The universal semigroup of a $\Gamma$-semigroup

TL;DR

This paper introduces a universal semigroup construction for $\Gamma$-semigroups, enabling the transfer of classical semigroup results to $\Gamma$-semigroups and establishing properties like Green's theorem and simplicity across related structures.

Contribution

It constructs a universal semigroup for $\Gamma$-semigroups that preserves ideal structures and allows applying classical semigroup results to $\Gamma$-semigroups.

Findings

Green's theorem for $\Gamma$-semigroups derived from classical results

If one component is completely simple, all are

Construction simplifies analysis of $\Gamma$-semigroups

Abstract

Given a $\Gamma$-semigroup $S$, we construct a semigroup $\Sigma$ in such a way that one sided ideals and quasi-ideals of $S$ can be regarded as one sided ideals and quasi-ideals respectively of $\Sigma$. This correspondence and other properties of $\Sigma$, allow us to obtain several results for $S$ without having the need to work directly with it, but solely employing well known results of semigroup theory.
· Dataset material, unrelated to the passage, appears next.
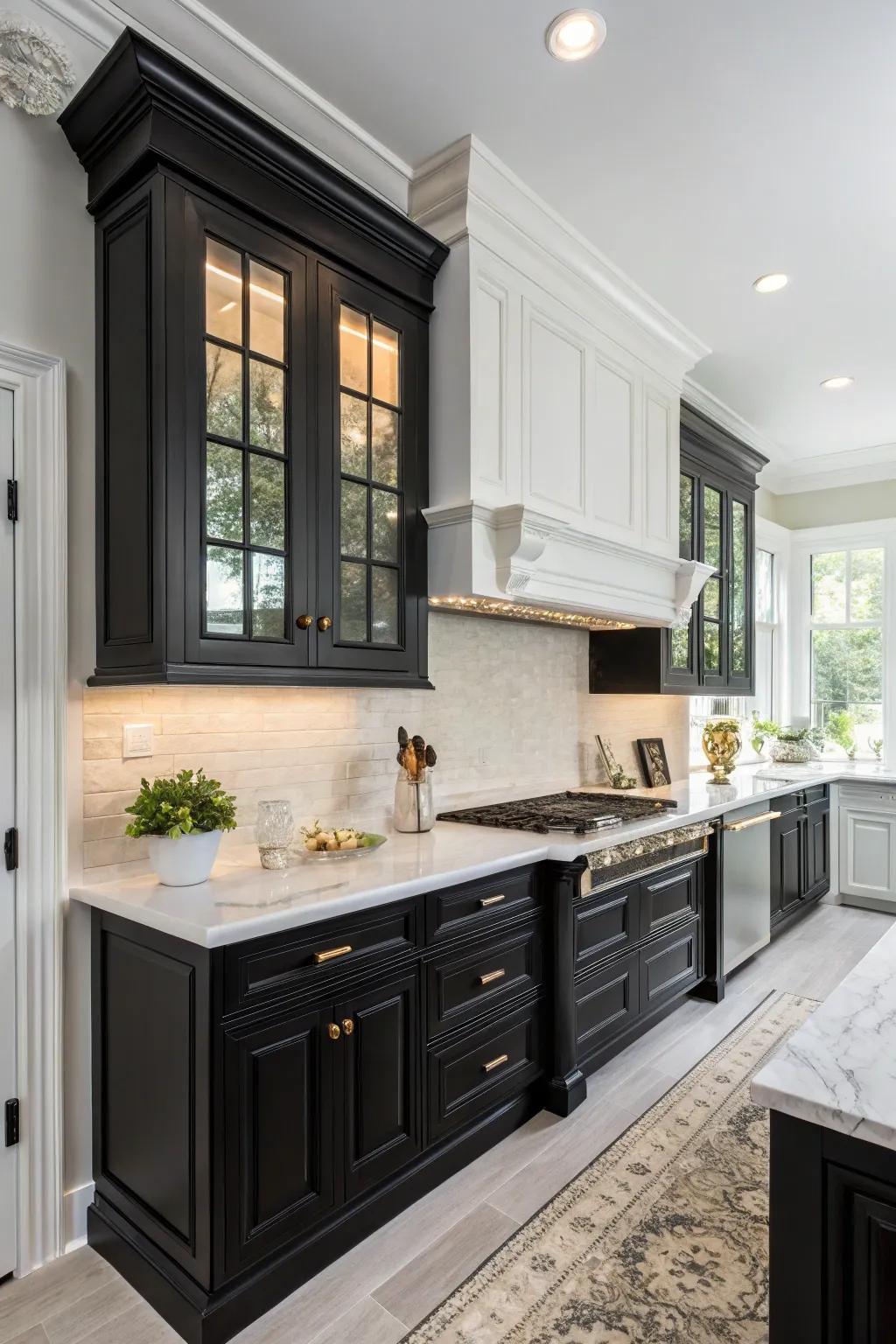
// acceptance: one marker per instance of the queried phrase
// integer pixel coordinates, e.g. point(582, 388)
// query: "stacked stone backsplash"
point(511, 710)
For example, we obtain the Green's theorem for $\Gamma$-semigroups found in \cite{PT}, as a corollary of the usual Green's theorem in semigroups. Also we prove that, if $S$ is a $\Gamma$-semigroup and $\gamma_{0} \in \Gamma$ such that $S_{\gamma_{0}}$ is a completely simple semigroup, then for every $\gamma \in \Gamma$, $S_{\gamma}$ is completely simple too.